Results showed that the study met its primary endpoint. Data from the study showed an increase from baseline across the study population in total Hammersmith Functional Motor Scale - Expanded (“HFMSE”) scores.
HFMSE is a standard for SMA-specific assessment of motor ability and disease progression.
The increase was primarily observed in patients treated with OAV101IT compared to sham controls, indicating better motor function in patients with SMA.
SMA, a rare, genetic neuromuscular disease caused by a lack of a functional SMN1 gene, results in the irreversible loss of motor neurons, affecting muscle functions, including breathing, swallowing and basic movement.
In addition, the safety profile of OAV101IT was favorable as the overall adverse and serious adverse events were similar between arms.

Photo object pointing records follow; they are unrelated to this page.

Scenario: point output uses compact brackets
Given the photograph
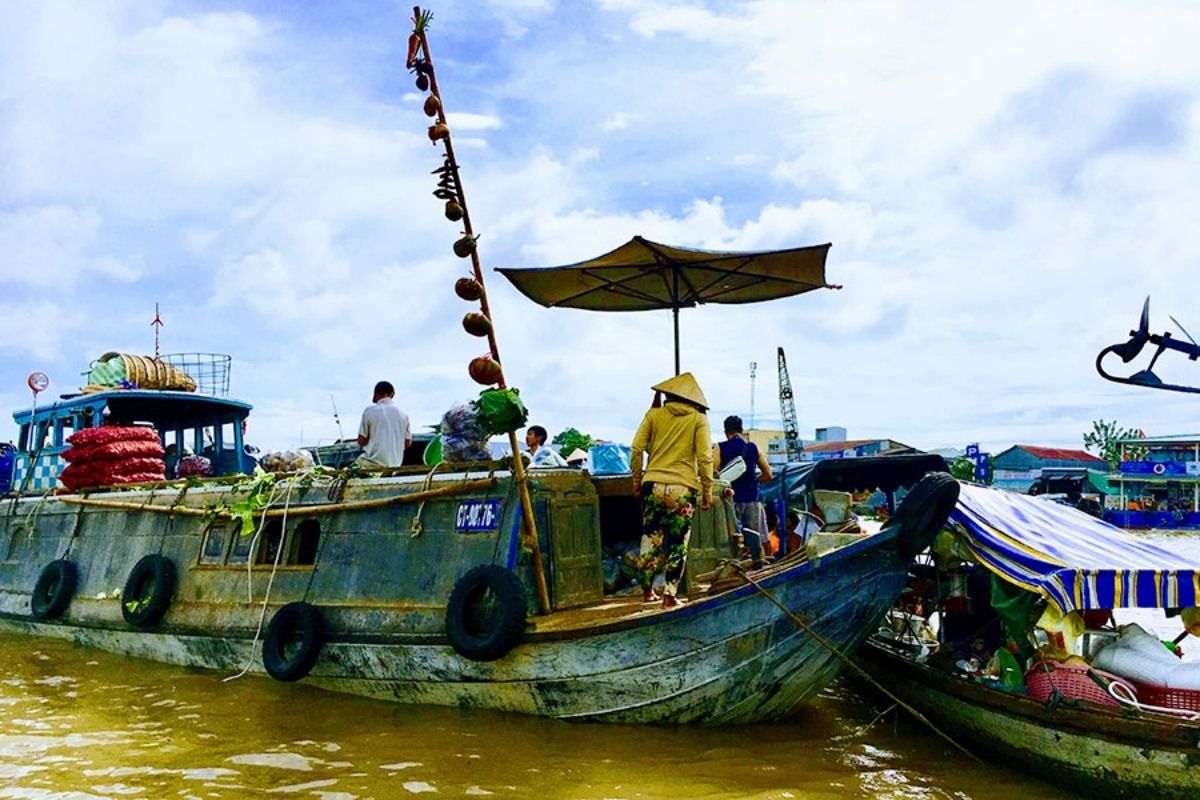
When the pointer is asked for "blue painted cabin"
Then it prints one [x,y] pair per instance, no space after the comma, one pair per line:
[208,426]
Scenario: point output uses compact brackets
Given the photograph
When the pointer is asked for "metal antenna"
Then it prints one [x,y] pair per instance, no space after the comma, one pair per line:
[157,325]
[336,419]
[1182,329]
[754,367]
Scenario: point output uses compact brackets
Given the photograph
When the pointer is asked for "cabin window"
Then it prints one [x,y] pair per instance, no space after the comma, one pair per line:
[215,540]
[63,431]
[273,539]
[240,551]
[305,539]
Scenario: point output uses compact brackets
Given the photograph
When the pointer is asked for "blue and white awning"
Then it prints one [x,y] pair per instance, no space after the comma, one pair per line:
[1073,560]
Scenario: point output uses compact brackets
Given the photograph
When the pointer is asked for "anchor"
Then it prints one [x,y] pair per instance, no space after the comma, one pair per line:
[1138,341]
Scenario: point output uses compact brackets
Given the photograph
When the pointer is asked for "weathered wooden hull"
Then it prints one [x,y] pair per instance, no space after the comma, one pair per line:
[725,659]
[1110,752]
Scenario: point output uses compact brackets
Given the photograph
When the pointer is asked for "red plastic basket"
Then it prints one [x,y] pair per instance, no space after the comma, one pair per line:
[1169,698]
[1072,681]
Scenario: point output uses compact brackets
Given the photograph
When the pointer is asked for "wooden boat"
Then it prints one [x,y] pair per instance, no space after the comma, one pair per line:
[463,584]
[1099,751]
[1068,723]
[354,576]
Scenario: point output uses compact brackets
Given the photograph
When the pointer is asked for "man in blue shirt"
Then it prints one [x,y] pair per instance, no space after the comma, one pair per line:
[749,511]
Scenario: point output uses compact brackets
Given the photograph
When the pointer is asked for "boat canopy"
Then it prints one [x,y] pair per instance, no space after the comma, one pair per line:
[1072,559]
[862,474]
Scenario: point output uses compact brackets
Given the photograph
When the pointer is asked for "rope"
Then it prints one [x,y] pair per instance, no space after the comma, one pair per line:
[270,581]
[418,527]
[862,673]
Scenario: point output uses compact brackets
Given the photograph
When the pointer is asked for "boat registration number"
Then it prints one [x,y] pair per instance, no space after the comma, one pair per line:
[478,515]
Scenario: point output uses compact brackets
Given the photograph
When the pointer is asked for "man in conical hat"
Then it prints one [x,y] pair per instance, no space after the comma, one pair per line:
[677,476]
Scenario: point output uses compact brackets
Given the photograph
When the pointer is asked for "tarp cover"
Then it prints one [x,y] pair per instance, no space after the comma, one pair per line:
[864,474]
[1073,560]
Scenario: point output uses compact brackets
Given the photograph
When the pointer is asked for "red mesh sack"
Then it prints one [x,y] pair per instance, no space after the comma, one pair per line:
[108,433]
[141,477]
[135,449]
[120,469]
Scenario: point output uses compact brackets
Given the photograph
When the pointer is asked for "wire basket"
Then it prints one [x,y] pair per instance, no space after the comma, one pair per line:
[1044,677]
[1169,698]
[210,371]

Novartis plans to share STEER study results with regulatory agencies in 2025.
Apart from the STEER study, OAV101IT was evaluated in two clinical studies, including phase I/II STRONG and phase IIIb STRENGTH. The STRONG study was an open-label, dose ranging study evaluating the safety and efficacy of OAV101IT in patients with SMA with three copies of SMN2 aged 6 months to less than 60 months. The STRENGTH study was an open-label, single arm, multi-center study evaluating the safety, tolerability and efficacy of OAV101IT in patients with SMA who had discontinued treatment with Spinraza (nusinersen) or Roche’s RHHBY Evrysdi (risdiplam).
The OAV101 IT clinical development program was studied in a broad population of approximately 170 patients with SMA and follow-up was conducted for up to 6.4 years.